The kind who had the grind.

They were the ones who showed up early and stayed late. The ones who squeezed in extra reps after practice, who dove headfirst into drills—sometimes quite literally. They were the kids belly flopping on a dive play, (and still laughing about it twenty years later). The ones who gave everything they had in pursuit of one goal: to be their best.

We shared terrible losses and extraordinary wins. We bruised, we limped, we learned. We pushed through the pain and found something deep within ourselves. Something called grit.

Grit isn’t just perseverance. It’s the unshakable resolve to keep moving forward, especially when things are hard. It's fighting through frustration, fatigue, and fear, and doing it anyway.

Sometimes the reward is the win.
But sometimes, the reward is the loss that transforms you. It’s the heartbreak that fuels your growth. It’s what drives you to self-reflect, recalibrate, and rise stronger. And when you’ve worked hard enough—really hard—something starts to click. First one thing, then another, and suddenly your body knows how to do what your mind had envisioned all along.

That moment of breakthrough?
That’s what it’s all about.

Confidence follows. Not just in sports, but in life. Because once you’ve pushed through something difficult and come out the other side, you carry that strength with you forever.

For me, softball wasn’t seasonal—it was always.
It taught me how to be mentally tough, physically strong, and emotionally resilient. It gave me tools I still use today in every part of life: in school, in my career, in my marriage, in parenting. It wasn’t about being perfect. It was about never giving up, learning from failure, and adapting with grace.

Now, as a coach, my role goes way beyond teaching a swing. I want my players to understand why we train a certain way. I want them to learn how to recognize their own mistakes and fix them on their own. I want to build their inner voice—the one that says, “You’ve got this,” even when no one else is around.

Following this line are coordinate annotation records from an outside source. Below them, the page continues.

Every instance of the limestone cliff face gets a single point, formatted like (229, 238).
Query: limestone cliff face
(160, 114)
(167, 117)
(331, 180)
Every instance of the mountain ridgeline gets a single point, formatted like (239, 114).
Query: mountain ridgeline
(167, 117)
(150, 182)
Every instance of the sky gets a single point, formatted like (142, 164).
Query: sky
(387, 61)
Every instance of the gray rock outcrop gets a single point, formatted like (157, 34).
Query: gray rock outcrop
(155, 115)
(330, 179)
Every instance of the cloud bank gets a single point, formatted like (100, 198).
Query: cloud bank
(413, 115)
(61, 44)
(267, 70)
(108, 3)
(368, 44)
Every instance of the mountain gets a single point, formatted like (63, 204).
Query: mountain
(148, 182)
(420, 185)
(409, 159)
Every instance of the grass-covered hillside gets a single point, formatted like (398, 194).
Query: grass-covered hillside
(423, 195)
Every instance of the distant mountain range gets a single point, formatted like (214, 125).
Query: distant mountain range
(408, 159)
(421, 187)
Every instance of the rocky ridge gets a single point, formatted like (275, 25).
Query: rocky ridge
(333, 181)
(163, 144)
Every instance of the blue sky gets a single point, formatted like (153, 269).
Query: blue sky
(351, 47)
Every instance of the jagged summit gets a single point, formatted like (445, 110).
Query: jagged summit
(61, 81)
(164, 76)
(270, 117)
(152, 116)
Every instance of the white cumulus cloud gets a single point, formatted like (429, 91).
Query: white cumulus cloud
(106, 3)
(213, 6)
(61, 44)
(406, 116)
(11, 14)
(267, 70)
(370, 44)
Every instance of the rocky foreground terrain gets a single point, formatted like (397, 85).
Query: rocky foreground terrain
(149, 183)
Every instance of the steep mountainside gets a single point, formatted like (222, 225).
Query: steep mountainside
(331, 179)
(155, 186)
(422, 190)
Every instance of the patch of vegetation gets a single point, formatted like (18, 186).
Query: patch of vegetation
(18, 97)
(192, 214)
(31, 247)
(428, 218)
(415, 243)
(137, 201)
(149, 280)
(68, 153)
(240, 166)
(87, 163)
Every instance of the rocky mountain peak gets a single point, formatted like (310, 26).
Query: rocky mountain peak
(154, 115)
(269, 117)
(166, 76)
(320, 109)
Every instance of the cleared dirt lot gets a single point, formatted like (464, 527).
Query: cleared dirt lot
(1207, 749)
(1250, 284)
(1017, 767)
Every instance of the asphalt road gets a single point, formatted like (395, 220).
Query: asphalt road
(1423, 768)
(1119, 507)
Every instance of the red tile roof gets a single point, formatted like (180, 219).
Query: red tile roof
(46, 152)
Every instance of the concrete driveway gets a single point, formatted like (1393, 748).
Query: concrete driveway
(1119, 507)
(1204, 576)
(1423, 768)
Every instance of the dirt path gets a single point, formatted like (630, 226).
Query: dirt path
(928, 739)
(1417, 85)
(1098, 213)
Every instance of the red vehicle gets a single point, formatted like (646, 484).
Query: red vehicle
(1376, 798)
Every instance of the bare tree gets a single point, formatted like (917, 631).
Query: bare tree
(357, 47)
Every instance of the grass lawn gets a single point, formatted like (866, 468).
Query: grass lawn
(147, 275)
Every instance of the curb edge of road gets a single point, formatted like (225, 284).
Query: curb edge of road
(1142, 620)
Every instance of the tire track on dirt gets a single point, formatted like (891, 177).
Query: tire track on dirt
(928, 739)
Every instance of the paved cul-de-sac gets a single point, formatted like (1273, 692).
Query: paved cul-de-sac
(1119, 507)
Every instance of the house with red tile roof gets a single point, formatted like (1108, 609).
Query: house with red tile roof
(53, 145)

It’s not just about building good athletes.
It’s about building confident, but humble humans.

At Siuslaw Athletics Academy, we strive to challenge kids in meaningful ways—through encouraging words and actions. We take our responsibility as coaches, mentors, and fellow parents seriously, and we understand just how powerful our influence can be. Every moment with a young athlete is an opportunity to help shape character, build resilience, and light that inner spark that keeps them going.

Today’s kids face a mountain we didn’t.
They battle the pressures of social media, digital distractions, lack of free time, and too often, a shortage of meaningful adult guidance. Many are being raised by screens instead of experiences.

That’s why sports matter more now than ever.

They offer structure. They offer discipline.
They offer real-world feedback, real-time learning, and real connection. They give kids a place to struggle safely, to grow through adversity, and to feel proud of their progress.

As coaches, we carry a massive responsibility.
We’re not just teaching mechanics—we’re helping raise the next generation. And if we do it right, we’re raising them with grit. With the grind. With the ability to take on whatever life throws at them.

Because the real win isn’t just a score on a scoreboard—
It’s who you become on the way there.